En 1863, elle habitait 11 rue Blanche à Paris 9e. Elle est décédée en 1885 à cinquante-huit ans, en son domicile, avenue Corneille à Maisons-Laffitte.

 

 

 

Sa carrière à l'Opéra-Comique

 

Elle y débuta le 23 mai 1849 dans le Val d'Andorre (Georgette).

 

Elle y chanta les Mousquetaires de la reine (Athénaïs de Solange, 10 septembre 1849).

 

Elle y fit son retour le 23 février 1856 en créant Manon Lescaut (Manon Lescaut) d'Esprit Auber.

 

Elle y créa le 09 décembre 1857 le Carnaval de Venise (Sylvia) d'Ambroise Thomas ; le 04 novembre 1858 la Bacchante d'Eugène Gautier ; le 04 avril 1859 le Pardon de Ploërmel (Dinorah) de Giacomo Meyerbeer ; le 23 avril 1860 le Château Trompette (Lise) de François-Auguste Gevaert ; le 28 mai 1866 Zilda (Zilda) de Friedrich von Flotow ; le 17 novembre 1866 Mignon (Philine) d'Ambroise Thomas ; le 15 février 1868 le Premier jour de bonheur (Hélène) d'Esprit Auber ; le 28 novembre 1868 le Corricolo (Caroline de Lussan) de Ferdinand Poise.

 

Elle y participa à la première le 10 mai 1869 de Jaguarita l'Indienne (Jaguarita) de Fromental Halévy.

 

Elle y chanta Galatée ; la Part du diable (Carlo) ; l'Ambassadrice (Henriette) ; la Fille du régiment (Marie, janvier 1857) ; l'Etoile du Nord (Catherine, octobre 1857) ; le Songe d'une nuit d'été.

Sa carrière au Théâtre-Lyrique

 

Elle y débuta le 06 octobre 1853 en créant le Bijou perdu (Toinon) d’Adolphe Adam.

 

Elle y créa le 16 mars 1854 la Promise (Marie) de Louis Clapisson ; le 16 décembre 1854 le Muletier de Tolède (Elvire) d'Adolphe Adam ; le 14 mai 1855 Jaguarita l'Indienne (Jaguarita) de Fromental Halévy ; le 18 mars 1862 la Chatte merveilleuse (Féline) d'Albert Grisar ; le 30 octobre 1862 Hymne à la musique de Charles Gounod.

 

Elle y participa à la première le 31 mars 1863 de Peines d'amour (Rosaliene) de Mozart [version française de Jules Barbier et Michel Carré de Cosi fan tutte].

 

 

 

 

 

 

Marie Cabel dans la Promise (Marie), dessin d'Eustache Lorsay lithographié par Alexandre-Désiré Collette

 

 

Marie Cabel du Théâtre-Lyrique

 

La noblesse du talent. — Un nouveau parchemin. — Madame Malibran. — Prophétie de madame Viardot. — Époux et professeur. — Le Conservatoire de Paris. — Le Château-des-Fleurs. — L'Opéra-Comique. — Bruxelles. — Lyon. — Le Havre. — Strasbourg. — Le Théâtre-Lyrique. — Le bijou trouvé et la Promise.

 

Pour chanter tes gloires, que n'ai-je

Un luth fécond en mille échos !

Hégésippe Moreau.

 

Déjà, dans le milieu du siècle dernier, les esprits élevés voyaient poindre l'aurore du jour où un homme, n'empruntant tout qu'à lui-même, balancerait par la noblesse de son talent cette noblesse du sang que nos petits-neveux traiteront de dérisoire.
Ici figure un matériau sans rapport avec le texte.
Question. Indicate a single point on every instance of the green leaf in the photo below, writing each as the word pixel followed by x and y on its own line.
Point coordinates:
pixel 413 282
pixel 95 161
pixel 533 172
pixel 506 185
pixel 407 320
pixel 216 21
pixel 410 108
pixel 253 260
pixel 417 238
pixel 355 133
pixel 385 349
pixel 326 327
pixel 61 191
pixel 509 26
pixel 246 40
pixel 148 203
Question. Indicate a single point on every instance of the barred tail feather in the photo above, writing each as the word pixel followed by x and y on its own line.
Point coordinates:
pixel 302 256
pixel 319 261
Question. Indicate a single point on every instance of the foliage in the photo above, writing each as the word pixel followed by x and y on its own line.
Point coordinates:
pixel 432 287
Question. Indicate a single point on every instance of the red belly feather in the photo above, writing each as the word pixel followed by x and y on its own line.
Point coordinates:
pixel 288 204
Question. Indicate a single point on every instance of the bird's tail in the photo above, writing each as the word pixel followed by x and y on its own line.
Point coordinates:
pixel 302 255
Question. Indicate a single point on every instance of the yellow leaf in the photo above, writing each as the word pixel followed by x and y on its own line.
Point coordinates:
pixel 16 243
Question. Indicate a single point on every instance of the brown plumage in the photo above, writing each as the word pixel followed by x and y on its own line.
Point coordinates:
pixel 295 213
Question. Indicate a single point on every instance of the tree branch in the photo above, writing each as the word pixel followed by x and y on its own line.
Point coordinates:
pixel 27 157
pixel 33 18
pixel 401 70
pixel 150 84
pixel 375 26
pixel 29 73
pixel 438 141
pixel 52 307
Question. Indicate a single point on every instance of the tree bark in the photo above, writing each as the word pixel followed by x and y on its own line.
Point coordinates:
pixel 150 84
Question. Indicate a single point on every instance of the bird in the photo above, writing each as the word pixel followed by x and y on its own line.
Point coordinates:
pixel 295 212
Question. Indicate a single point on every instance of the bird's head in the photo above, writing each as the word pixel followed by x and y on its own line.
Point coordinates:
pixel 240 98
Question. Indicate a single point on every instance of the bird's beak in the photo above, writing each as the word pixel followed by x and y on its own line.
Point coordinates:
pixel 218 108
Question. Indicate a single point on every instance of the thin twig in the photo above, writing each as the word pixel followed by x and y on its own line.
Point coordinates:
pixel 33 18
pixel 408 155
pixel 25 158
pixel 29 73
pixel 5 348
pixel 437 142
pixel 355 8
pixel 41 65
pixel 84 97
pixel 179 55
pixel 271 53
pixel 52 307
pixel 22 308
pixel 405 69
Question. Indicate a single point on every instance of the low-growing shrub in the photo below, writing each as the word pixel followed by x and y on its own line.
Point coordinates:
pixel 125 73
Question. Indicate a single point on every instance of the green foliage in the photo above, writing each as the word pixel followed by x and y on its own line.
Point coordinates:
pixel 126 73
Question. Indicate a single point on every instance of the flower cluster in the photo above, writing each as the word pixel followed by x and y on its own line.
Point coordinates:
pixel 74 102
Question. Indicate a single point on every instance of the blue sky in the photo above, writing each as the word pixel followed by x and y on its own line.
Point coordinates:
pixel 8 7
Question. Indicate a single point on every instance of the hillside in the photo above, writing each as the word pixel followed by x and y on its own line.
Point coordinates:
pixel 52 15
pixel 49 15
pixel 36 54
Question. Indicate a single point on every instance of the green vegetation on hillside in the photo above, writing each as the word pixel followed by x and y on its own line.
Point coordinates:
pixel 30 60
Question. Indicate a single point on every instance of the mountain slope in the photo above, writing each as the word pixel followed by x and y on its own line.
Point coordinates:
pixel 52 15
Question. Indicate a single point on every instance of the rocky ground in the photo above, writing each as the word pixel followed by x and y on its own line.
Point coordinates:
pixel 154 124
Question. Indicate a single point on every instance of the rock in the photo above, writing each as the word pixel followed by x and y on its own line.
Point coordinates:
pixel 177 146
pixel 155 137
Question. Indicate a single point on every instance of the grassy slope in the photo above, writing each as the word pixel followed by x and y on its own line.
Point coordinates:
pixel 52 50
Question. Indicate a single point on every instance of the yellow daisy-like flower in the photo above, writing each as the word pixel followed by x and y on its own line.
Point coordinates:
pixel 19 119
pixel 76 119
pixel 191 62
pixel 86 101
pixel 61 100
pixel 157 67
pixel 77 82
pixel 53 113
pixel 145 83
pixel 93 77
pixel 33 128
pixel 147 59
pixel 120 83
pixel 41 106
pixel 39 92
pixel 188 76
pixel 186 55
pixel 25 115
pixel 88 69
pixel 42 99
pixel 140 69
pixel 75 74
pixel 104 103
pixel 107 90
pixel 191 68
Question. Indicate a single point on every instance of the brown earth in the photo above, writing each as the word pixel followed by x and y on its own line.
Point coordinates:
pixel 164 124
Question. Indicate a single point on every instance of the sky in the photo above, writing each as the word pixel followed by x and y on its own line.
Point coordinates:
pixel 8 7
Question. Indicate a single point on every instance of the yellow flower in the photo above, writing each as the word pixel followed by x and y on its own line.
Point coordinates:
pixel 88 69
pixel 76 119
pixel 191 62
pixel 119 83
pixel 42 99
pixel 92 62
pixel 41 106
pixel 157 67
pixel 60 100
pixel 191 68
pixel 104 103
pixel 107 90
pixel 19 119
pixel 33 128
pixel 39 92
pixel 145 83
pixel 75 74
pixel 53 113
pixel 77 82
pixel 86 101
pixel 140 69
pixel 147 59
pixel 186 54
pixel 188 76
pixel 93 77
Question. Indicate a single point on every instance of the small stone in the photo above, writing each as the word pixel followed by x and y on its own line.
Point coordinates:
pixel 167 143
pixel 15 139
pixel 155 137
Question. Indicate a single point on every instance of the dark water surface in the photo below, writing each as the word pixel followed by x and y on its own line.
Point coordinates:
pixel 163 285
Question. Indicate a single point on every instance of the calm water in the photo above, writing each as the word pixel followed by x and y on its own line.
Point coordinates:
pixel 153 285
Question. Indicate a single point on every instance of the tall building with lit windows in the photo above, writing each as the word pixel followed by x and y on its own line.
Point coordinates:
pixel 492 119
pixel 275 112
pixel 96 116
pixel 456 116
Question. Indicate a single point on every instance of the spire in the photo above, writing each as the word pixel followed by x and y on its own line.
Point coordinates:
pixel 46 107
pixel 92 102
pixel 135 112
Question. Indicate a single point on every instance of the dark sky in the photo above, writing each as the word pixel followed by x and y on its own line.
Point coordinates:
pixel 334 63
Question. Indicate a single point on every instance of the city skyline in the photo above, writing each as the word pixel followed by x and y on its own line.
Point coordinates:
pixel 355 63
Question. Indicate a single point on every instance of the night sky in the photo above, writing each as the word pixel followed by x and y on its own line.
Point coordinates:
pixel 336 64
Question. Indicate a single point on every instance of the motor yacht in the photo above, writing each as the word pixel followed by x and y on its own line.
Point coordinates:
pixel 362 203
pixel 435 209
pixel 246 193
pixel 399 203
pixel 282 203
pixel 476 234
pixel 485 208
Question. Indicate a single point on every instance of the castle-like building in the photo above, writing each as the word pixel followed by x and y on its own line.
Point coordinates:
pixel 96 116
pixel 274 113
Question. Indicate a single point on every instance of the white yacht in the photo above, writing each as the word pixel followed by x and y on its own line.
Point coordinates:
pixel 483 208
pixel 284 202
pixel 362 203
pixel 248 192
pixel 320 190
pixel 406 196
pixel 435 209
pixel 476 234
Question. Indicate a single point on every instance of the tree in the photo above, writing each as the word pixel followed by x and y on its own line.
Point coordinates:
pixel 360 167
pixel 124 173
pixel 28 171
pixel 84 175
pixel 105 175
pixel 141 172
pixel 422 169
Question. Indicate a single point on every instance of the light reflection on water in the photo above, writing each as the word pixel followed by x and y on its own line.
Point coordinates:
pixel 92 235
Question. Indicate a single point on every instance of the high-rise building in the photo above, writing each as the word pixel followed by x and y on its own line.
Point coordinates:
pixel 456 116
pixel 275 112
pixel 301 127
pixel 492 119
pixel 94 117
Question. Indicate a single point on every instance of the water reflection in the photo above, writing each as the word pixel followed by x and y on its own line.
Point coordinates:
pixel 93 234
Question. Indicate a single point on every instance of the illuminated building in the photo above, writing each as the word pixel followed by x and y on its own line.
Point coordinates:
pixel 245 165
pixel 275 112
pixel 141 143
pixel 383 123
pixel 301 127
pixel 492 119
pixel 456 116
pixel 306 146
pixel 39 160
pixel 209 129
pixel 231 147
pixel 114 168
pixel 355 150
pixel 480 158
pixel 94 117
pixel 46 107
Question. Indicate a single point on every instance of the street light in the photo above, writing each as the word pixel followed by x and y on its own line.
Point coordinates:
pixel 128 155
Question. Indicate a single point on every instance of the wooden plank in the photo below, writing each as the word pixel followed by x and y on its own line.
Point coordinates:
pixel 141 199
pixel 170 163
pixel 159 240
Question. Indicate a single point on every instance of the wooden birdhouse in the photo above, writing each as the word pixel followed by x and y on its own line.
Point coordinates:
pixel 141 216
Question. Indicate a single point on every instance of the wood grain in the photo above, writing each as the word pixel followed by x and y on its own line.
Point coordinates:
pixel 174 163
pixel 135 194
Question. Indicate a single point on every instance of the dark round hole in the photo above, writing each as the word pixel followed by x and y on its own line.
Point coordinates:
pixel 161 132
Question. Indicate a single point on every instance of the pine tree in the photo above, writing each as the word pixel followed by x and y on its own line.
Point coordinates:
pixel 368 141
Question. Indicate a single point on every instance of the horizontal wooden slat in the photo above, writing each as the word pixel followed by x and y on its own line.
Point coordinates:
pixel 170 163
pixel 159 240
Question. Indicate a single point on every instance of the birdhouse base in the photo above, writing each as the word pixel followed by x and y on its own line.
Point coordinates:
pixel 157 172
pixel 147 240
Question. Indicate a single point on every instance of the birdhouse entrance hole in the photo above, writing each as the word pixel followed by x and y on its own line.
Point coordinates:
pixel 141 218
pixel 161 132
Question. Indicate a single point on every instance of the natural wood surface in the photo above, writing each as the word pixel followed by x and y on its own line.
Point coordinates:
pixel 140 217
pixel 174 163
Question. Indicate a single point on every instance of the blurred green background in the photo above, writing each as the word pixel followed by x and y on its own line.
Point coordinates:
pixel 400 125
Ce temps est venu dans quelque carrière que se manifeste une intelligence d'élite, elle est certaine d'être à l'instant acclamée par les cent bouches de la renommée. Madame Marie Cabel en est un exemple éclatant et de fraîche date. Son nom, inconnu encore il y a quelques années, circule aujourd'hui dans toutes les bouches. Elle doit être, à l'heure qu'il est, littéralement écrasée sous une avalanche de fleurs naturelles et de fleurs de rhétorique ; elle devrait être (si je ne connaissais sa rare modestie) éblouie par l'immense feu d'artifice tiré par tous les critiques parisiens en son honneur. Elle vient enfin de recevoir son parchemin de noblesse, signé par une puissance indestructible : la presse ; et sanctionné par la masse, cette autre puissance, qui se trompe si rarement. Madame Cabel peut, en un mot, parodier ce fameux mot de César : « Je suis venue, j'ai chanté, j'ai triomphé. »
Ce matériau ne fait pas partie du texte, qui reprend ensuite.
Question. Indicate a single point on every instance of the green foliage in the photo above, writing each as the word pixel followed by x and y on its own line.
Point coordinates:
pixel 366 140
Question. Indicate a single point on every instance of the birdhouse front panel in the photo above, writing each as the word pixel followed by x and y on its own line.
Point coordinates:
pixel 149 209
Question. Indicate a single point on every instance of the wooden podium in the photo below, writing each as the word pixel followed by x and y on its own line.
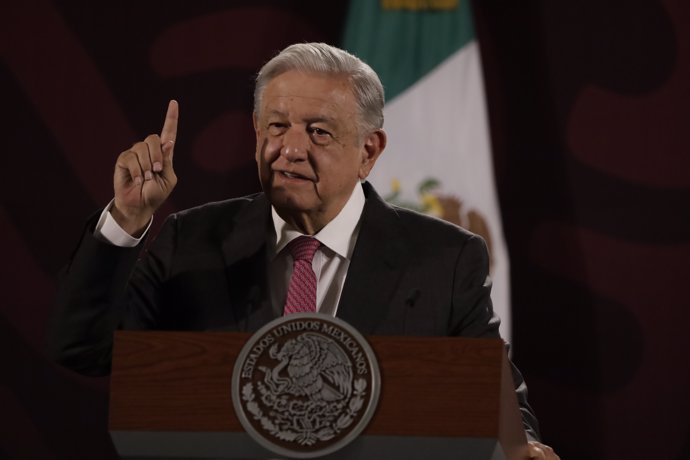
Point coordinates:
pixel 441 398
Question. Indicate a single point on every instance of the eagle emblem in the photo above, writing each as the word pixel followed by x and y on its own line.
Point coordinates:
pixel 305 385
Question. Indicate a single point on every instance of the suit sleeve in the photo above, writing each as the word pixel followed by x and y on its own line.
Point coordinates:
pixel 95 298
pixel 473 315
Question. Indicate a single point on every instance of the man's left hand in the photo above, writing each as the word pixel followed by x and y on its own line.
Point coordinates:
pixel 541 451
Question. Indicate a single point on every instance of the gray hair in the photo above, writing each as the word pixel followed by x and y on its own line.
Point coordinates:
pixel 321 58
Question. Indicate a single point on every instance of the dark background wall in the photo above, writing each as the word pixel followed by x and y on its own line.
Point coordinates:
pixel 590 114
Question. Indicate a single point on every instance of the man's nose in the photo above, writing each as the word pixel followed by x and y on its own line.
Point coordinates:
pixel 295 145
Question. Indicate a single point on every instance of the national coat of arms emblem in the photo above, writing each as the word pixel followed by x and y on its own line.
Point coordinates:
pixel 305 385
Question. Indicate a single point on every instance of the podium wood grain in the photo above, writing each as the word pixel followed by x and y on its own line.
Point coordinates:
pixel 436 387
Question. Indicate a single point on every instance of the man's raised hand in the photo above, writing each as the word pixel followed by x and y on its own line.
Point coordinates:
pixel 144 176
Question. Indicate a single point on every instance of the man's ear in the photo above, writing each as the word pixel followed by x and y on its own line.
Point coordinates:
pixel 374 144
pixel 255 123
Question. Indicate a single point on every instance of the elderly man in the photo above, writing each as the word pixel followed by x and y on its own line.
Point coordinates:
pixel 318 118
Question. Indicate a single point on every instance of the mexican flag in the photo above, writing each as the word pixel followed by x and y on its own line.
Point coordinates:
pixel 438 159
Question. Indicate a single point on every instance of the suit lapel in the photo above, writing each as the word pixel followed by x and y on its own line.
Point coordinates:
pixel 245 252
pixel 377 266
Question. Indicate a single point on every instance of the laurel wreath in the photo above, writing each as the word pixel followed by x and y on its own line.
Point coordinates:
pixel 282 424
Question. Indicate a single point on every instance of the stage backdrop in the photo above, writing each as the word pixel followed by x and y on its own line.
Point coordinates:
pixel 589 112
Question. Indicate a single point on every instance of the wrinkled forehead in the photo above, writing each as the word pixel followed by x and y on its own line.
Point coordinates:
pixel 295 90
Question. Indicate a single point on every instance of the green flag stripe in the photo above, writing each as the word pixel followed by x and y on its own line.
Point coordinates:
pixel 404 45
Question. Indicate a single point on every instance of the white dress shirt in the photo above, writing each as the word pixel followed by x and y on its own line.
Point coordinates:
pixel 330 263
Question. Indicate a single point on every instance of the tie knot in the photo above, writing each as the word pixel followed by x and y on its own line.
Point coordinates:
pixel 303 248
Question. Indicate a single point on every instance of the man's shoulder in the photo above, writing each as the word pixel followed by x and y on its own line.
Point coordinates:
pixel 220 217
pixel 427 226
pixel 221 208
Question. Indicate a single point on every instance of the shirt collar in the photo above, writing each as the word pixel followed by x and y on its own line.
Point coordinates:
pixel 339 235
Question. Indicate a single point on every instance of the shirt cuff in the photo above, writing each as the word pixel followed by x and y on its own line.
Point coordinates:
pixel 108 230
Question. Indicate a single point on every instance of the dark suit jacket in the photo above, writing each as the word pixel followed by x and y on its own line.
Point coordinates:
pixel 409 275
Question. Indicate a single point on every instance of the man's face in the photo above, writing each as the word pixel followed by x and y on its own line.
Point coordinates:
pixel 308 149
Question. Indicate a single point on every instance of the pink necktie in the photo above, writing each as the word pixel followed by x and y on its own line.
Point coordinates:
pixel 302 290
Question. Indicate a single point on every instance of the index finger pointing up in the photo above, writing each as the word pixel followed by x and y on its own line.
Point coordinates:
pixel 169 131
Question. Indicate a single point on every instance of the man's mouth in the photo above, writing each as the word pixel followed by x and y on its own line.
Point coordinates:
pixel 294 175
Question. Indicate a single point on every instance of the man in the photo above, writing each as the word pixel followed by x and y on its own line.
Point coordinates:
pixel 318 118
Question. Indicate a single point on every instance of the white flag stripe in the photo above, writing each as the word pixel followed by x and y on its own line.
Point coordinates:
pixel 438 129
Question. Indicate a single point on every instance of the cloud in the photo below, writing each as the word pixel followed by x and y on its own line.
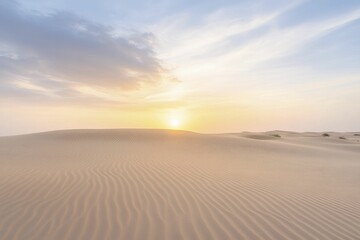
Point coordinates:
pixel 61 52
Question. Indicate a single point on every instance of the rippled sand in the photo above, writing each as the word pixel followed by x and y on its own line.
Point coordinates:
pixel 159 184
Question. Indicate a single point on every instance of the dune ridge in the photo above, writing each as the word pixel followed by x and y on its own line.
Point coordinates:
pixel 163 184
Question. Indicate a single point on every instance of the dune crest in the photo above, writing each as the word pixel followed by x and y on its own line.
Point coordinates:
pixel 162 184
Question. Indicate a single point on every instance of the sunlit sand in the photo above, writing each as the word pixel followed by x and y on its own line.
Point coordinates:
pixel 164 184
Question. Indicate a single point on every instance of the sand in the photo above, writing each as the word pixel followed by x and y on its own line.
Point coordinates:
pixel 162 184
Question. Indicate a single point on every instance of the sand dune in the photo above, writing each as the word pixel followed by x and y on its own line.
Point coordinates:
pixel 159 184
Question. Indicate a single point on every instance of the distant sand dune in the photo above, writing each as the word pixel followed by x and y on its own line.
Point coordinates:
pixel 159 184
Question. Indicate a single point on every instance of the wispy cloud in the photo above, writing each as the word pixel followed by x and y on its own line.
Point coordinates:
pixel 74 52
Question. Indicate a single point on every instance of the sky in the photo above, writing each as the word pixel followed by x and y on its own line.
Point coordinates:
pixel 205 66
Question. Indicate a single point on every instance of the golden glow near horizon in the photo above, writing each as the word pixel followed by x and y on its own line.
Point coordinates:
pixel 174 123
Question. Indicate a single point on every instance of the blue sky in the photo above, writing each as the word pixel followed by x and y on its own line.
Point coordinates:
pixel 215 66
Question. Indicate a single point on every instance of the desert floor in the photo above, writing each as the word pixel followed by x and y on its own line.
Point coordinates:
pixel 163 184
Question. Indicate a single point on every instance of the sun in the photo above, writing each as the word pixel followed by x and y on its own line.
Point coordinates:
pixel 174 122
Du reste, si le lecteur veut prendre la peine d'achever cette modeste notice, il verra que jamais blason ne fut octroyé avec plus de justice ; — il comprendra qu'il ne suffit pas d'avoir été doué par la nature d'une rare faculté, mais que ce n'est qu'à force de soins et de travaux qu'on parvient à polir un précieux joyau et à en rendre toutes les facettes resplendissantes.

Madame Marie Cabel est née à Liège (Belgique). Son père, M. Dreullette, d'origine belge, après avoir servi dans l'armée française en qualité d'officier de cavalerie, retourna dans son pays natal. Bien des poitrines insensibles au fardeau de la cuirasse ont contenu un cœur accessible à la voix des muses : M. de Florian, M. de la Rochefoucauld et tant d'autres en sont des preuves immortelles. M. Dreullette ne cultivait pas les lettres ; sa passion était la musique. Pour la satisfaire, il ne dédaigna pas de remplir l'humble emploi d'agent comptable dans les principaux théâtres de Belgique. Ces dispositions naturelles, ce goût inné pour la mélodie, — héritage sans tache et qui vient de Dieu seul, — il les avait transmis à sa petite Marie — qui dès ses premiers ans chantait, comme chantent l'alouette et le rossignol au printemps. Si bien qu'un jour qu'elle s'en allait seulette à travers les prairies qui environnent Bruxelles, égrenant insouciamment au soleil le rosaire de perles de sa voix enfantine, elle fut arrêtée par une dame qui l'avait écoutée. « Quel âge as-tu, mon enfant ? — Neuf ans, madame. — Est-ce que tu reçois des leçons de solfège ? — Non, madame, j'apprends seulement à toucher du piano. — C'est dommage. Il faudra dire à tes parents de te donner des maîtres. Tu as une voix charmante ; tu acquerras du talent, de la réputation, puis de la richesse. Tu auras un château, des voitures. Tu seras un jour ce qu'était ma sœur. »

Cette dame, aujourd'hui madame Viardot, était la sœur de madame Malibran, dont le doux souvenir ne vient jamais au cœur qu'escorté de quelques larmes, et qui habitait alors un château aux environs de Bruxelles. Merci pour madame Marie Cabel, madame Viardot, votre prophétie se réalise.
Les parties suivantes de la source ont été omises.